Kedua, pemindahan patung Manusia
Akar di titik nol kilometer Yogyakarta karena dianggap mengandung unsur pornografi.
Patung yang sedianya ditujukan untuk hiburan wisatawan di Yogyakarta kini
tergeletak ambruk dan sia-sia, tak lagi menghiasi pusat kota. Pemindahan patung
bermula dari teror sekelompok ormas yang keberatan dengan keberadaan patung
tersebut. Patung pun tersingkir, dan sekali lagi, pertanda bahwa kebebasan
berkreasi tak lagi dihargai di negara ini.
Kedua kasus tersebut pada
akhirnya menunjukan sebuah gejala: tunduknya negara oleh teror ormas. Pada
kasus pembubaran paksa diskusi Tan Malaka, setidaknya, ada sejumlah anakronisme
pemahaman masyarakat tentang sejarah. Ketakutan (phobia) berlebih terhadap komunisme pada dasarnya adalah warisan
indoktrinasi Orde Baru. Kita bisa mengenang komunisme phobia di zaman Orde Baru lewat serangkaian propaganda film G30S,
dan tuduhan-tuduhan komunis pada siapa pun yang bersikap kritis pada
pemerintah. Indoktrinasi mengakar selama puluhan tahun, tentu saja sulit
dihapuskan. Tuduhan-tuduhan gampang sekali dicap kepada siapa pun yang hendak
membicarakan, mempelajari—sebagai bagian dari kegiatan akademik—atau untuk
sekadar membincang sejarah tokoh-tokoh komunisme.
Saya berkeyakinan, hanya
masyarakat berpemikiran rendah yang menolak dialog dan diskusi. Pembubaran
diskusi buku adalah sebentuk kekeliruan cara berpikir, pertanda masyarakat
belum mau berpikir kritis dan moderat. Tan Malaka seorang komunis, memang.

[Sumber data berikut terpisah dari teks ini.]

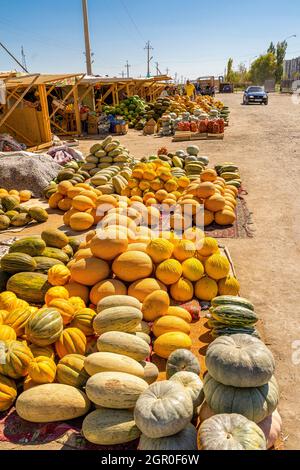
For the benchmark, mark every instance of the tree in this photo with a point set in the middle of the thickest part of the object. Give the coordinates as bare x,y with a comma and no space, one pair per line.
264,68
280,56
229,76
272,48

Tapi, sejenak, kita perlu menilik perannya bagi pembentukan nasion Indonesia.
Bentuk negara Republik bagi Indonesia, tak lain, adalah sumbangan besar Tan
Malaka. Buku Naar de Republick adalah
kitab hasil pemikirannya, yang juga dibaca Sukarno, Hatta, juga Syahrir.
Kiranya, tak perlulah saya menyebutkan peran Tan Malaka bagi Indonesia di sini.
Bacalah buku karya Harry Poeze. Tan Malaka pernah hilang dari sejarah
Indonesia, kini mendapat titik terang. Penemuan makamnya diharapkan jadi
pembuka kebenaran sejarah Indonesia. Pembubaran diskusi buku tentu tidak
berbeda dengan pelanggengan pola pikir Orde Baru: komunisme phobia, bebal, dan tidak memberi ruang
kebebasan berpikir.
Perihal kebebasan jadi isu sensitif
dalam kasus protes patung Manusia Akar di titik nol Yogyakarta. Keberadaan
patung dengan tuduhan pornografi, bagi saya yang kebetulan pernah melihat dari
jarak dekat patung tersebut, tentu sulit dinalar. Baiklah, anggap saja patung
itu porno. Lantas, bagaimana dengan keberadaan relief di candi-candi di
Indonesia, yang mayoritas menampilkan aurat. Apakah juga termasuk pornografi?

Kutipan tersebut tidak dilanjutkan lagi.